Lazenby built an Austin 7 Special in his youth, then, following RAF service, he worked at Lotus. Initially, he worked in the Elite assembly shop, before joining Colin Chapman’s Team Lotus, under Jim Endruweit.
Preparing Clark’s F1 cars, and on the Indianapolis 500 crew with which the world champion won at their third attempt in 1965, brought action and adventure before he joined Lotus Components.
The skilled fabricator left in 1968 to manufacture parts and Formula Ford cars. Unlike Lotus, which had monopolised FF1600’s first year, Lazenby’s Hawkes would use VW-based Hewland gearboxes rather than fragile Renault units.
The long-nosed Hawke DL1 appeared in 1969, developed by sales manager Tony Roberts. Around 35 production DL2s were made over three years, from workshops in Essex and Hertfordshire.
Tom Walkinshaw’s 1969 Scottish title in a DL2 put him on the racing ladder, while Dane Tom Belso and Canadian importer Gary Magwood were among those who impressed in them.
Despite strong sales, finances dwindled as rival manufacturers joined the fray but Roger ‘Mac’ McKinstry helped restructure the enterprise, bringing the experienced and underrated Syd Fox in to race the works DL9.
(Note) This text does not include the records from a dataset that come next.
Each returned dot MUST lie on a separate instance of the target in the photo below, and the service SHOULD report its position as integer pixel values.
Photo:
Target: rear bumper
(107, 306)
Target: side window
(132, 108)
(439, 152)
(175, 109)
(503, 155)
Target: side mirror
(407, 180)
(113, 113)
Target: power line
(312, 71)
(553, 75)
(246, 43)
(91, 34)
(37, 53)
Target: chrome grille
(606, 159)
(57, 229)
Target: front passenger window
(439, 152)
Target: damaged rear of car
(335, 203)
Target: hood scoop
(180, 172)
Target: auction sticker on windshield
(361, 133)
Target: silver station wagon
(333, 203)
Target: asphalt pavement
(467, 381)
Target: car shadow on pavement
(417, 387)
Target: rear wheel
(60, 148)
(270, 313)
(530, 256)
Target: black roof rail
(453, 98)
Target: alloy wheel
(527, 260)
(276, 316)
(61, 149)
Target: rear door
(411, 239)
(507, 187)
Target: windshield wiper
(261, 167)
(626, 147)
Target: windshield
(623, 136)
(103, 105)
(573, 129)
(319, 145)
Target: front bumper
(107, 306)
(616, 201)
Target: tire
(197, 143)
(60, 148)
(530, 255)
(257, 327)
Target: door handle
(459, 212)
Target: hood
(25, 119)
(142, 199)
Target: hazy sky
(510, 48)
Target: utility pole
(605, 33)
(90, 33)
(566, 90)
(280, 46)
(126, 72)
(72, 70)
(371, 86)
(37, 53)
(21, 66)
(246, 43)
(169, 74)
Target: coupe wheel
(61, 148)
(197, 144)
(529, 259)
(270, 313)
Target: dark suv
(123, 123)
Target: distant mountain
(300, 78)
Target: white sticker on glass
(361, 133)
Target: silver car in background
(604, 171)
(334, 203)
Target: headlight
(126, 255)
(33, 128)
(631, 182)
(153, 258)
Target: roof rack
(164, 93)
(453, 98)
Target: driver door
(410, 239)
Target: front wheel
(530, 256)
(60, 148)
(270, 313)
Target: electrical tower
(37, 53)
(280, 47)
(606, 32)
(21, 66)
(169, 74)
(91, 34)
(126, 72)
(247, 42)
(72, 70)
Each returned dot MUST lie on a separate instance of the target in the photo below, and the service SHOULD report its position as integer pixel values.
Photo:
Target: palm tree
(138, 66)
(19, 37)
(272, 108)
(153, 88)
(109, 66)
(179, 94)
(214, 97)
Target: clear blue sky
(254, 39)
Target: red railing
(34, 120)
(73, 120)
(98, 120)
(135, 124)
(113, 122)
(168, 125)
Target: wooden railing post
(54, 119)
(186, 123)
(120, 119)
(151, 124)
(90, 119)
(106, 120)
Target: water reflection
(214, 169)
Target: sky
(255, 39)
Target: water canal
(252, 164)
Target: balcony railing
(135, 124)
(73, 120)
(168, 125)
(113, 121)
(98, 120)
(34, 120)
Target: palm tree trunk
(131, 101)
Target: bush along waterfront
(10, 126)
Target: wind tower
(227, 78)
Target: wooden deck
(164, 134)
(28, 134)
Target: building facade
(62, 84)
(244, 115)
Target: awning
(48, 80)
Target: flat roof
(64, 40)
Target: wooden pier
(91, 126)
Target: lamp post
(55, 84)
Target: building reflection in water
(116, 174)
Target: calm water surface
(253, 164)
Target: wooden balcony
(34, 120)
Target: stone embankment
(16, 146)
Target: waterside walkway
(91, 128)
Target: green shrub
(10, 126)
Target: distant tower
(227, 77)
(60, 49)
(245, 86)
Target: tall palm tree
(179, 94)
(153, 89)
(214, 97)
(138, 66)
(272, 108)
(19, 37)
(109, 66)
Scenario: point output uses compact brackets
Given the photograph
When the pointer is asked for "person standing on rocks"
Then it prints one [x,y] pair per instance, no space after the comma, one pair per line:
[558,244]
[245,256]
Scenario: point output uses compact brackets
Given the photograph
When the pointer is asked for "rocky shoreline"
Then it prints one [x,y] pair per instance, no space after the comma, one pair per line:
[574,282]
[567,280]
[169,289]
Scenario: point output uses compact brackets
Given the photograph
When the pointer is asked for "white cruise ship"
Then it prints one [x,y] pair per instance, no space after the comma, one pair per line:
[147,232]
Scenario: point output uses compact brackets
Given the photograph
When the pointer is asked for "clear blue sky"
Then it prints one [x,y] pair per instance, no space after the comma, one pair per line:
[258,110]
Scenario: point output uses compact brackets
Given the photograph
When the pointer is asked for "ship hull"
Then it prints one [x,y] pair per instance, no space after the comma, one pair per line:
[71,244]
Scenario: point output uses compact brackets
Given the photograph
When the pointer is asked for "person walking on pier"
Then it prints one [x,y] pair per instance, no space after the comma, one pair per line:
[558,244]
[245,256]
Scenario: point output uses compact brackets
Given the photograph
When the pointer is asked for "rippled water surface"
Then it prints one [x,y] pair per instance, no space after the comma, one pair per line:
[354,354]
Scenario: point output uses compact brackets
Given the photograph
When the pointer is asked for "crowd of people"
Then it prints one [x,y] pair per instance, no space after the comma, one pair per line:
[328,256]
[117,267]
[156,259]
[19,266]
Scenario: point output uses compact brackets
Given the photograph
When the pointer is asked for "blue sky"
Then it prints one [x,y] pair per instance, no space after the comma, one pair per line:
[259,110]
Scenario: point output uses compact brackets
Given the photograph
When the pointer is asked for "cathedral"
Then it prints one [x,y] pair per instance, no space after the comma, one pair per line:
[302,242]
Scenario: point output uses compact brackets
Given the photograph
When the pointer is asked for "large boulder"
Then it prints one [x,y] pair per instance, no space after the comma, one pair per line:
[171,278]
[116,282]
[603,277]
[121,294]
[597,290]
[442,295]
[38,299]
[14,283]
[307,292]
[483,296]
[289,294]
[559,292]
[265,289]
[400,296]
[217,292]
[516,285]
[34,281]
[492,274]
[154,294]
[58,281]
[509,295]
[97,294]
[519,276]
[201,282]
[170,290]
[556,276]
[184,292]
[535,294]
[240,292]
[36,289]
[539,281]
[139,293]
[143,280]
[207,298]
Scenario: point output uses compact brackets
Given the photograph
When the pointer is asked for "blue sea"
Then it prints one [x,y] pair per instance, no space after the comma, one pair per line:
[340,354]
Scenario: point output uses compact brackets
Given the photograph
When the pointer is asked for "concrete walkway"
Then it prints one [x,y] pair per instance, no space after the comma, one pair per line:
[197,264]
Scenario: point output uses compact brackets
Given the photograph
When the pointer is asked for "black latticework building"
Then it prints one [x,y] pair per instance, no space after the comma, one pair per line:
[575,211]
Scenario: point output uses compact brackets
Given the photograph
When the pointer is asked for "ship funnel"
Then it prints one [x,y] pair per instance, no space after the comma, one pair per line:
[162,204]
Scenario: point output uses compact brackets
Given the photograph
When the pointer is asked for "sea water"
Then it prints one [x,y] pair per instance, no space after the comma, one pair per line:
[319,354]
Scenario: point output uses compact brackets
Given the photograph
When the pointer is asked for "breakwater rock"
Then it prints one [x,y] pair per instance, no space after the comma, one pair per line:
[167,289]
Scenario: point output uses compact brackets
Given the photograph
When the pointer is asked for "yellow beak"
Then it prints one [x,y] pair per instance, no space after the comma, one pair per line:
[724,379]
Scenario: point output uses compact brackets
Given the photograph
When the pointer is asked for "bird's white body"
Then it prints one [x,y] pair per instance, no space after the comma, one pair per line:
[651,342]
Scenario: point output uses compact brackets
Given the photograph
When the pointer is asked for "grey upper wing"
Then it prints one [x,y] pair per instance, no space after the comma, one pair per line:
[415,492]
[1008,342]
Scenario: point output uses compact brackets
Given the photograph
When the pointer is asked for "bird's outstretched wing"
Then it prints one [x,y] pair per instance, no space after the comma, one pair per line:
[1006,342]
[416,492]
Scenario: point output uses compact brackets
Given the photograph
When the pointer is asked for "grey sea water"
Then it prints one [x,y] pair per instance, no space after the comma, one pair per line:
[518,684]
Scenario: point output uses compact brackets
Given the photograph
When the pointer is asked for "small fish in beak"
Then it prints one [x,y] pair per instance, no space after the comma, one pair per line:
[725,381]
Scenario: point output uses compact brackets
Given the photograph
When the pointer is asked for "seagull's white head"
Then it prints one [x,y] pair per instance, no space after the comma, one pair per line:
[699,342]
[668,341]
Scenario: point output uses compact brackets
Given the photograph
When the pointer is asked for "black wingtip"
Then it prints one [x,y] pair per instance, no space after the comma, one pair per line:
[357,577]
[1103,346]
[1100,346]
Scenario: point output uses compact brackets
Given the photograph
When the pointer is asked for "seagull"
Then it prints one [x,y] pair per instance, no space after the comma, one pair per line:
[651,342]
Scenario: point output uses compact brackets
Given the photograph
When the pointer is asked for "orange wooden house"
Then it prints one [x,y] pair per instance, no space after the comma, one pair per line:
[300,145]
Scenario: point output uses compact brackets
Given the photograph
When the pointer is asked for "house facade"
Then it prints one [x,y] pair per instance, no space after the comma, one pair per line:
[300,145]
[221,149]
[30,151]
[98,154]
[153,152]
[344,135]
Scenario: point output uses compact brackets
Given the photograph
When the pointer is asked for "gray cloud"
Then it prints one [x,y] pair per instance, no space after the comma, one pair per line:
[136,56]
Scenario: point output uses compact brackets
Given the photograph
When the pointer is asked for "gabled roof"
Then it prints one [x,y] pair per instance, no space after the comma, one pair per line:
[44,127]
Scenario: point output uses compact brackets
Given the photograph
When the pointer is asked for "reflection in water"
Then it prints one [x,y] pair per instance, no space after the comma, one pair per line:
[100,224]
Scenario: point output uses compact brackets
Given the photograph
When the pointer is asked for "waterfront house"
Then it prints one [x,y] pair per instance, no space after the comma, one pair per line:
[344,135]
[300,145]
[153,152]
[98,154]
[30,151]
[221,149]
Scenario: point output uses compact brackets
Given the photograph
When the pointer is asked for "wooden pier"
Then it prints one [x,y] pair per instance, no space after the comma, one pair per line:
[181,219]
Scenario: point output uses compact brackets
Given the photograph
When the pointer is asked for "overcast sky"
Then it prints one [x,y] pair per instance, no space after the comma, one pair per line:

Future FF1600 star Rick Morris credits his career to ‘Lazo’. “I knew nothing when I bought a DL2 but, after I set fastest lap at Thruxton in 1973, he gave me a DL11, a DL12 [in which Morris was runner-up in the 1975 BAF series] and a DL15 in later years,” he recalled. “We never had a cross word.”
The inboard front-suspended 1976 DL15 was hugely successful, wins by Derek Daly, Derek Warwick and Bernard Devaney contributing to 65 sales. Daly won the Festival – Brands Hatch’s first – in one badged as a prototype DL17.
After winning slicks-and-wings FF2000 races from 1975-77 with Tiff Needell, Geoff Friswell and Philip Bullman, and building an Adrian Reynard-designed F3 model, Hawke’s FF1600 star waned, despite the brilliant efforts of James Weaver.
Hawke’s owner since 1978, British Air Ferries boss Mike Keegan (Rupert’s father), had grandiose F1 plans but closed the Southend factory in 1979.
Lazenby’s Pace Products subsequently specialised in oil pumps and after-market turbo conversions for road cars in Suffolk. He was also an early director of successful racing team Pace Historics.